Claire Lenoir-Laroche
L’épouse de Jean-Jacques Lenoir-Laroche, Claire (1762-1821), est parfois présentée comme l’une des plus zélés disciples de Saint-Martin. Cette qualification semble quelque peu excessive, car le Philosophe inconnu n’évoque guère son nom, même si dans Mon portrait, il la présente comme « sa bonne amie », « une des femmes des plus vertueuses » qu’il ait connues (Mon portrait…, op. cit., n° 976).
Née Claire Reguis à Grenoble, en 1762, elle est parfois présentée comme une illuminée, au sens péjoratif du terme. Il semble en effet qu’avec le temps, ses qualités vertueuses se soient transformées en une forme d’exaltation dépassant le raisonnable. C’est à la création du Calvaire des lauriers qu’elle doit sa notoriété. En effet, en 1817, elle fait entreprendre la construction d’un sanctuaire dans le parc qui jouxte la propriété de la Colinière à Aulnay, « dans ce désert où la douleur avait trouvé le salut, la consolation et l’espérance ». Ce monument est « élevé au nom des mères, des veuves, des sœurs et des orphelines des guerriers français, sous l’invocation de la Vierge sainte, mère des affligés, à la gloire du Très-Haut, par la gloire de la Croix ». [2. Description du Calvaire des lauriers, monument élevé au nom des mères, des veuves, des sœurs et des orphelins des braves guerriers français, sous l’invocation de la Vierge sainte, mère des affligés, à la gloire du Très-Haut, par la gloire de la Croix, Paris, 1820. ].
Avec le temps, il connaîtra de nombreuses extensions, avec des dômes, des arcs et des portiques, pour devenir finalement le Calvaire des lauriers. Claire Lenoir-Laroche fonde bientôt une congrégation, l’Institution des dames du Calvaire, consacrée au service des malades et des pauvres, et à l’instruction des jeunes personnes.

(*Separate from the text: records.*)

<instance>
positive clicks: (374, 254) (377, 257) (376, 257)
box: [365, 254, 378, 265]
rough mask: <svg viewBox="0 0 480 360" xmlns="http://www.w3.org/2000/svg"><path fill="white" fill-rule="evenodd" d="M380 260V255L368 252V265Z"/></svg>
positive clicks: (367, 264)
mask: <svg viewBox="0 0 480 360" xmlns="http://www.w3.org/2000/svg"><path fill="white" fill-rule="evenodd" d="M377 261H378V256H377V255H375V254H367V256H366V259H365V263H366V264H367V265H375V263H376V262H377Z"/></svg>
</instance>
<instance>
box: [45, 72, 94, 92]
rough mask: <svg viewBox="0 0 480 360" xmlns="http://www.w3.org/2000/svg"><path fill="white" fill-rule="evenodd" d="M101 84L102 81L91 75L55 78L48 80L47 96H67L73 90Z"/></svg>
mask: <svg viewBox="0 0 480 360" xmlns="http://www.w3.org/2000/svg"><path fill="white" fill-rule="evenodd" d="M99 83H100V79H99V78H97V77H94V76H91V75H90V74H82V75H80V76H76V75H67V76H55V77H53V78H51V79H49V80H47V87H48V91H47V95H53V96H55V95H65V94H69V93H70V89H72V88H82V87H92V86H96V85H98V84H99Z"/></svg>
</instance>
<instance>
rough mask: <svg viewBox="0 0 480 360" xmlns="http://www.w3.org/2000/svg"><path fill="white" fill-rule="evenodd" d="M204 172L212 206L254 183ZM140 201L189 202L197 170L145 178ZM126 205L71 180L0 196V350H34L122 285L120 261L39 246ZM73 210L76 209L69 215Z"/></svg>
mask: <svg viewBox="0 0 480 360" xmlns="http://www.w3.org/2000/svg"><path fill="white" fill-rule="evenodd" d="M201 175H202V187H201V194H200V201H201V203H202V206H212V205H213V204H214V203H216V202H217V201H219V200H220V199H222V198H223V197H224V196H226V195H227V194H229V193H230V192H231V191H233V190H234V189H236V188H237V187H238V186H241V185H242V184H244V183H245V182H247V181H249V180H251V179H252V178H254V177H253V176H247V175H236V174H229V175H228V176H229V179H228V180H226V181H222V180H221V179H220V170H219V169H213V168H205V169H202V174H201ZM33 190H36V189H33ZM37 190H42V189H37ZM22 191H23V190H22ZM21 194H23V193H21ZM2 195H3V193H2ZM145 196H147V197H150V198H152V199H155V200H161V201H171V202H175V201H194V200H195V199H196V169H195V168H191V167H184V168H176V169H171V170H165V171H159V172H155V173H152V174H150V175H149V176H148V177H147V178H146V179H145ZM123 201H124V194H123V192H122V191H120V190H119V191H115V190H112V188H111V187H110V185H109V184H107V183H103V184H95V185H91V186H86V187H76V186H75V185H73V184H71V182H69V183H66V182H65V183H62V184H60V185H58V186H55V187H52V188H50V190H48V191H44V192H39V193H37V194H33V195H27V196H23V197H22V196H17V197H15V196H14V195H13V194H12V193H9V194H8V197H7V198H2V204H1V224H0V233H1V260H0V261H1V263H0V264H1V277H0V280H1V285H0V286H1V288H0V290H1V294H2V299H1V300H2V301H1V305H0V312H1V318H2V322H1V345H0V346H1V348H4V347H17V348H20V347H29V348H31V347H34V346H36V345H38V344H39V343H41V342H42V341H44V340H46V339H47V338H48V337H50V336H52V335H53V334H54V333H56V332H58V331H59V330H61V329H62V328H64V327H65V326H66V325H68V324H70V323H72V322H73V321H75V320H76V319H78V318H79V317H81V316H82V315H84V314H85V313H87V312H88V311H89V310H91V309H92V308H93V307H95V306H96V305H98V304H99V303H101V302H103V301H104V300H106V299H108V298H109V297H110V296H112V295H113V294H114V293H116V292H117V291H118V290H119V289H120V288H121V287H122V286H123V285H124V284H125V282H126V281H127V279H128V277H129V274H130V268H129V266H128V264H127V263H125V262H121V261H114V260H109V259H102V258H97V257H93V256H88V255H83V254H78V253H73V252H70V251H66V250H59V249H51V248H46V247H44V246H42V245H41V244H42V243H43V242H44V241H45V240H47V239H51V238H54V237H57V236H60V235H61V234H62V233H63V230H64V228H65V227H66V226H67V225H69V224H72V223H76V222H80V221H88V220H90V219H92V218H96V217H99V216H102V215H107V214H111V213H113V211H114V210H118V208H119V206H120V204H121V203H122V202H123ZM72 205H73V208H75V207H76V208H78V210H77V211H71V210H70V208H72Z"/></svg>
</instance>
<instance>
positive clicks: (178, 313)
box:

Le Calvaire des lauriers fait l’objet de processions exaltées, au point que les autorités en sont bientôt alertées. Le sous-préfet de Sceaux, le maire de Châtenay et le gouverneur des Invalides réclament l’arrêt de ces cérémonies. Le rapport de police qui est alors établi fait état de scènes « fort scandaleuses », où « la décence est peu respectée », sans toutefois préciser la nature de ces excès. Il semble que la décence en question soit probablement à rattacher aux idées politiques exprimées par Claire Lenoir-Laroche lors des discours ponctuant les cérémonies des dames du Calvaire. Le rapport de police concernant celle du 25 septembre 1820 signale que les nombreuses inscriptions qui tapissent le lieu sont « de nature à exalter l’imagination dans un sens contraire au gouvernement ». Cependant, si, comme le précise Robert Amadou, « on rencontre chez Mme Lenoir-Laroche beaucoup de vérités chrétiennes : la prière, la piété, la ferveur […], le don de sagesse manque à l’illuminée du Calvaire […] » et elle « verse dans un dolorisme suspect » [3. Robert AMADOU « Le Calvaire des lauriers de Madame Lenoir-Laroche », Trésor martiniste, Paris, Villain et Belhomme – Éditions Traditionnelles, 1969, p. 185-228. ]
Le comte Lenoir-Laroche ne semble guère apprécier les engagements et les débordements mystiques de son épouse. Ne voulant pas risquer sa carrière politique à cause de ses excès, il finit par interdire les activités du Calvaire en 1820. Claire meurt l’année suivante, le 26 décembre 1821, et le mémorial est vite laissé à l’abandon. La croix qui ornait le Calvaire a été démontée ; elle se trouve à présent dans le chœur de l’église de Châtenay. Il semble qu’au début des années 1900, on pouvait encore voir les ruines de ce monument. Outre sa Description du Calvaire des lauriers qu’elle publia en 1820, on doit à Claire Lenoir-Laroche La Grèce et la France ou Réflexions sur le tableau de Léonidas de M. David (1815). Elle a également laissé un manuscrit sur l’interprétation mystique de la fable de l’Amour et Psyché.